Can You Run an SQL Query on a Piece of Paper Using AWS?
Have you ever drawn some wonderful tabular data on a piece of paper and thought, “Wouldn’t it be nice if I could run an SQL query on this”?
Have you ever wondered if the animals in George Orwell’s Animal Farm could have benefited from AWS to categorise which animals were good or bad using only serverless components?
If you answered yes to at least one of these questions, then have I got a story for you.
TLDR; Yes it can be done! Draw table -> Scan it -> Use Amazon Textract to convert to CSV -> Upload CSV to S3 -> Run a Glue crawler -> Query table using Athena -> Success.
Step 1 — Make some data
I drew this table as neat as I could — probably should have used a ruler but ¯\_(ツ)_/¯.
So how can I convert this into a machine readable format? Enter Amazon Textract.
Step 2 — Convert to CSV
According to the documentation,
“Amazon Textract is a service that automatically detects and extracts text and data from scanned documents. It goes beyond simple optical character recognition (OCR) to also identify the contents of fields in forms and information stored in tables”
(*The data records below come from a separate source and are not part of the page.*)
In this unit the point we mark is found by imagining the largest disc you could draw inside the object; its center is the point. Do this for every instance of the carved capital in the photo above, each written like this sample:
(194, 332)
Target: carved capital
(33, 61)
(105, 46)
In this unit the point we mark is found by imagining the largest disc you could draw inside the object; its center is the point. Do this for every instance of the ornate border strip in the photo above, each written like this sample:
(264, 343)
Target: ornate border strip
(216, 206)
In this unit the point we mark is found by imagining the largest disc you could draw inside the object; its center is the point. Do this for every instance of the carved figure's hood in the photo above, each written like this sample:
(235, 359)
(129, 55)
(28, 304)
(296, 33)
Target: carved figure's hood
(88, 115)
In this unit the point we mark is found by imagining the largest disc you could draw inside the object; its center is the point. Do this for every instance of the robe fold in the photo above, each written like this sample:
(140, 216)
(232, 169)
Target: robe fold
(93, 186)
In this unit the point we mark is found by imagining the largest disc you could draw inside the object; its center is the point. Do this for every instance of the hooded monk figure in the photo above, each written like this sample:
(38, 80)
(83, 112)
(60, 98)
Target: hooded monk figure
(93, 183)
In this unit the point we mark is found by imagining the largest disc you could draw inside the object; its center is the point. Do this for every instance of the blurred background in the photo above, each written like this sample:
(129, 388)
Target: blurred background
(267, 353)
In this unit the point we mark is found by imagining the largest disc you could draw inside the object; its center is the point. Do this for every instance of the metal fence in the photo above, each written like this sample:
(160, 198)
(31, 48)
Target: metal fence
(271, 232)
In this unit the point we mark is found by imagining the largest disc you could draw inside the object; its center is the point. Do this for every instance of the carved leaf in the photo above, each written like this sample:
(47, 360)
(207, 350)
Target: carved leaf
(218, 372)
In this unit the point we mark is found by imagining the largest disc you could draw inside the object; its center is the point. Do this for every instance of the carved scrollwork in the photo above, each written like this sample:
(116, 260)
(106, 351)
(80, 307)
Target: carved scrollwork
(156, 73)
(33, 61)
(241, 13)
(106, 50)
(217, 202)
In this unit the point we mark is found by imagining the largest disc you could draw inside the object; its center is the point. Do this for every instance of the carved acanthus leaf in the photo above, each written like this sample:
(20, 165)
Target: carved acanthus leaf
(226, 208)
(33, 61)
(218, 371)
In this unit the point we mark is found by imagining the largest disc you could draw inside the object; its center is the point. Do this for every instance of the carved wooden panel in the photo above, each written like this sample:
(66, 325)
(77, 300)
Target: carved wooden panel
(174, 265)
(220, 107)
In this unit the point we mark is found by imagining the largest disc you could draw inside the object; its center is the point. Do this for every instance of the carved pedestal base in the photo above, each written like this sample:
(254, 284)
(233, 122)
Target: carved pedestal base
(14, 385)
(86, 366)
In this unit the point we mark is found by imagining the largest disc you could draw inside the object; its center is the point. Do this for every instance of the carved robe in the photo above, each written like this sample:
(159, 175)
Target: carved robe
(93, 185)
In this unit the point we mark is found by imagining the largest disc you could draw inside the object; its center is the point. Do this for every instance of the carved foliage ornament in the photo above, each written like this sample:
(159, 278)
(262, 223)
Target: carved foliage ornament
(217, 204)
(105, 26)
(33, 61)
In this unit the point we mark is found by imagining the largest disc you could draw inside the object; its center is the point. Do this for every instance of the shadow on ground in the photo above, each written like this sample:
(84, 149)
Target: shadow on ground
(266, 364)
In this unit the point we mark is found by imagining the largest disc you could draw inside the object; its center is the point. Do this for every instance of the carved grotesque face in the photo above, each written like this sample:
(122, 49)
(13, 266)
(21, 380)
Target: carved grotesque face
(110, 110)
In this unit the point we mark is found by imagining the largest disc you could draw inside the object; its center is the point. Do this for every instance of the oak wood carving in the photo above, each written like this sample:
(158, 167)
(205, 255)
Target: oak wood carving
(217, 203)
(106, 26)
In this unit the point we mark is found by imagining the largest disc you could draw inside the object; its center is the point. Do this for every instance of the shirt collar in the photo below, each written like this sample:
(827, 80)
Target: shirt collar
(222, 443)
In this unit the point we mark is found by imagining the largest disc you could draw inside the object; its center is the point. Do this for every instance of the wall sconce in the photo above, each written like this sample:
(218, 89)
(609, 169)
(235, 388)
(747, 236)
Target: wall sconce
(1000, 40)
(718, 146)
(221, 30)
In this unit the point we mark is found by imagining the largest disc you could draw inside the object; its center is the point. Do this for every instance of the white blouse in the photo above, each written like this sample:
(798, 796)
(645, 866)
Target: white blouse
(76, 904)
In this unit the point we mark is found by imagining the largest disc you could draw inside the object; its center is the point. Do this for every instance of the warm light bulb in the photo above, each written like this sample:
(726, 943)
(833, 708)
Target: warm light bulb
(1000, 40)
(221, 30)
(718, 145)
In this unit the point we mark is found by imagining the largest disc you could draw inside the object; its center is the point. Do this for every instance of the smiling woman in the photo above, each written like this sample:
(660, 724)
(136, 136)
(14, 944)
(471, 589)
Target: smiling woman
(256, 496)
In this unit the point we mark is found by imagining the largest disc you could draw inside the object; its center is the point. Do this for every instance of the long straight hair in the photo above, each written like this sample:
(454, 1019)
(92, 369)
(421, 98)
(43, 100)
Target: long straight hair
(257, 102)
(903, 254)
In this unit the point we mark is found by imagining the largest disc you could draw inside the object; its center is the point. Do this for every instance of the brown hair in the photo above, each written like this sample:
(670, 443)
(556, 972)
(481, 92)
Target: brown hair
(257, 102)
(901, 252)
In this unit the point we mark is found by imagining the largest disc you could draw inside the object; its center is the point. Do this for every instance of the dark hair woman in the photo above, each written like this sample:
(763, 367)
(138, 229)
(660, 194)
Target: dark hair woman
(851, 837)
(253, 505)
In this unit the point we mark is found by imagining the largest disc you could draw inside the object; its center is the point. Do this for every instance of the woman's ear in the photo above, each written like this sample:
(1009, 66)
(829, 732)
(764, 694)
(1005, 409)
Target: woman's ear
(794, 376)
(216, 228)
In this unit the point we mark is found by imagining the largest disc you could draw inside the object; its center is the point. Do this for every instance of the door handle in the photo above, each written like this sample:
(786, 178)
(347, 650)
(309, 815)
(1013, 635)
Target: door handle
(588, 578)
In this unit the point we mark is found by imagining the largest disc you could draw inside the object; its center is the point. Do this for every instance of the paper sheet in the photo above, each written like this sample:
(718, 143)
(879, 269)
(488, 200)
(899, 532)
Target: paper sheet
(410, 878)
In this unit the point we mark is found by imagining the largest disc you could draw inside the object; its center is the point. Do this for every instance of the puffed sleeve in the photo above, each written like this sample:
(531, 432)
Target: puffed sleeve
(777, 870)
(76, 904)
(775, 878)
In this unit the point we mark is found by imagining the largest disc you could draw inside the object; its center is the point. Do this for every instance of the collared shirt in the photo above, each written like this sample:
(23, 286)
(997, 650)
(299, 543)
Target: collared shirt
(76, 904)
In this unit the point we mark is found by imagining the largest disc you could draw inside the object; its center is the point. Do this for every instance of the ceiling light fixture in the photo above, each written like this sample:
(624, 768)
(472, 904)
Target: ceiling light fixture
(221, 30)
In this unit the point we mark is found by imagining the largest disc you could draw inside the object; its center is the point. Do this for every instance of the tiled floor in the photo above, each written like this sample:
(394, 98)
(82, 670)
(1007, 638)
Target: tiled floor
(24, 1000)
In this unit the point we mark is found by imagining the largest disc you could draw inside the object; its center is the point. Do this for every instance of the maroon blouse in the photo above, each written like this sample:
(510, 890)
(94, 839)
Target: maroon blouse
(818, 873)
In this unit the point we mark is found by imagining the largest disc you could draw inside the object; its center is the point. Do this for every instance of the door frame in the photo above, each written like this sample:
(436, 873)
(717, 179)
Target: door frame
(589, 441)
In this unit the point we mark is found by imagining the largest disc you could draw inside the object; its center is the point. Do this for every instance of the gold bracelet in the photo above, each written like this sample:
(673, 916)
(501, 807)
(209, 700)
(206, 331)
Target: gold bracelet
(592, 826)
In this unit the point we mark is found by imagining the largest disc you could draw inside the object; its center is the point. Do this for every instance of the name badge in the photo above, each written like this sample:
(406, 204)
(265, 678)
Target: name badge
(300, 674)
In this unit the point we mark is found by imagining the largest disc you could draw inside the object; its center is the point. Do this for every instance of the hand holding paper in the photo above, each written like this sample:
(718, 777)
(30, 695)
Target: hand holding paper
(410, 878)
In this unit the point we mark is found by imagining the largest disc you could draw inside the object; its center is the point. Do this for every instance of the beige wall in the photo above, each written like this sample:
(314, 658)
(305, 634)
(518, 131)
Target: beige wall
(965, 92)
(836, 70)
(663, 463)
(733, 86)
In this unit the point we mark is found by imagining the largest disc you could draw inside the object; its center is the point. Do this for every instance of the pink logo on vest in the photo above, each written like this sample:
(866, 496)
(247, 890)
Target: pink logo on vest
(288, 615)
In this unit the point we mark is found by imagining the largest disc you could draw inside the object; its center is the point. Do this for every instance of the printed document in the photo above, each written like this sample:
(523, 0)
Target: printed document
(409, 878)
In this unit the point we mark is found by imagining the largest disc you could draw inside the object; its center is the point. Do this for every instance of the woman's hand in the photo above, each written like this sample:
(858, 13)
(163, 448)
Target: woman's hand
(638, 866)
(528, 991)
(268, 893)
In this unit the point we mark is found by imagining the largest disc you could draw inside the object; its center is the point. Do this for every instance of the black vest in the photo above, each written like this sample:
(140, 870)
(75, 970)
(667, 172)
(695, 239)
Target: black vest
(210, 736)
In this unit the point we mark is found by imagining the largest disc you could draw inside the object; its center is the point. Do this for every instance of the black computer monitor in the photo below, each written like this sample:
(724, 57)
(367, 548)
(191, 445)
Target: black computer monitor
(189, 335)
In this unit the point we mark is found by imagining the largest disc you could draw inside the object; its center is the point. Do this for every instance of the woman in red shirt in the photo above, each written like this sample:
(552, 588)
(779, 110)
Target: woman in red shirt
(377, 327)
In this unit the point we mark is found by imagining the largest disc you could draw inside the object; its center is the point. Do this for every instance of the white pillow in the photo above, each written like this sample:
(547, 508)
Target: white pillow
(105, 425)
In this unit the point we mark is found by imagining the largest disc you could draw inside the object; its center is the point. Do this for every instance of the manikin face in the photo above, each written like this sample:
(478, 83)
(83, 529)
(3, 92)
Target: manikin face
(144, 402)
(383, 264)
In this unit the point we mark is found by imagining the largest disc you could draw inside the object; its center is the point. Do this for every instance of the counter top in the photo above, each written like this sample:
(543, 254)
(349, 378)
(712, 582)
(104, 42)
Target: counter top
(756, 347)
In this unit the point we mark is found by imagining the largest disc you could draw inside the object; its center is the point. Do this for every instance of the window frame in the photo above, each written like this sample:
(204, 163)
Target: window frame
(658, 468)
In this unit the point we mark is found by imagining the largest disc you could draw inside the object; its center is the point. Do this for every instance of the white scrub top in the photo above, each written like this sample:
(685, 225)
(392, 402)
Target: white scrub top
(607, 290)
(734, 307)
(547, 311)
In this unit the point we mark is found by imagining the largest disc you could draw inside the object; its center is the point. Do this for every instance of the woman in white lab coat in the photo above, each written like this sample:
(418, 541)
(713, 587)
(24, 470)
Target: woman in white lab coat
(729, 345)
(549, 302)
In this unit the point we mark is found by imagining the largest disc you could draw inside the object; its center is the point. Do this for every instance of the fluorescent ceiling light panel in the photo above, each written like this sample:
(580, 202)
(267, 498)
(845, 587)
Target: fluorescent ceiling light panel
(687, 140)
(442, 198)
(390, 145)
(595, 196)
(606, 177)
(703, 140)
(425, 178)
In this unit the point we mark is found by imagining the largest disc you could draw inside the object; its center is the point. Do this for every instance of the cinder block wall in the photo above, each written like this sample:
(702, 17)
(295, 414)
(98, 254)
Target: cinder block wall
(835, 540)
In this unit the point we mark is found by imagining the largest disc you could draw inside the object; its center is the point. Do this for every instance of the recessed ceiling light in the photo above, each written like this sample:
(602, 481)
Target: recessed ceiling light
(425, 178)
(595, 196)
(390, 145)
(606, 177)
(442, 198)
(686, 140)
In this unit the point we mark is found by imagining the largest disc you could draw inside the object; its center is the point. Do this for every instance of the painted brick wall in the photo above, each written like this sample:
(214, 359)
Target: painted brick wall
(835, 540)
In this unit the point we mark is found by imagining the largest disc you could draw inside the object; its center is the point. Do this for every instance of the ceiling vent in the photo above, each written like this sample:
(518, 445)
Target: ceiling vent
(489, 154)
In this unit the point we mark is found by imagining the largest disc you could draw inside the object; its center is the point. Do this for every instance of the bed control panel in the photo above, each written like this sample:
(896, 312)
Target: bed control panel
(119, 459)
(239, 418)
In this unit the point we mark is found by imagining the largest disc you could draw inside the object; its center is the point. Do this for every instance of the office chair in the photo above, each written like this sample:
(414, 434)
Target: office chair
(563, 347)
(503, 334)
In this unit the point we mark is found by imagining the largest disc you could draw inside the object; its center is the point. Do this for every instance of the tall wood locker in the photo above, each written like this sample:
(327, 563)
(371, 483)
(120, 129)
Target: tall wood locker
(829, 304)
This sounds perfect, but can it recognize handwriting? Let’s find out…
That actually worked — but TBH it took a bunch of attempts before I got it right. The first iteration of my table it thought my writing of the word GOOD was “GOOL or GOOI”, and it generally struggled with the way I usually write the number 2 and thought it were the letter d. Case in point…
That said, the character recognition of my cursive handwriting is actually pretty good — way better than I expected.
Once I got my handwriting in order, Textract recognized everything, and then I could export my beautiful table into a CSV.
Step 3— Upload to S3
Make an S3 bucket, upload the CSV to it.
Step 4 — Run a Glue crawler
Now we have our data in an S3 bucket, before we can run some queries on it we need to analyse the data and create a schema. We could create this schema manually rather than using a Glue crawler, but that would defeat the purpose of these exercise, so here we go.
Below is the configuration of the Glue crawler I have setup. Basically what this is going to do is look through all the CSV files in my S3 bucket (I only have one), work out the schema of the data, and map it to a database called animal-morality.
Now let’s run it…
Success!
That’s actually quite impressive — we’ve now gone from data on a piece of paper, to a CSV, to now knowing the schema of the data, all using serverless components. Noice.
Step 5— SQL query time using Athena
We’ve got this far, now it’s time to run some queries. Switching over to AWS Athena, we can run SQL queries on our data using the newly create database / tables. When we run our query, it will scan the contents of the CSV file in our S3 bucket, using the schema that the Glue crawler identified.
Step 6 — Success!
There you have it folks — turns out you can run an SQL query on a piece of paper. In the real world (or even in a futuristic cloud computing assisted version of Animal Farm) of course you would never do this with a hand/trotter drawn dataset, however the general theory and AWS services showcased could be used to query very large datasets from CSV’s / Parquet, etc — using only serverless components.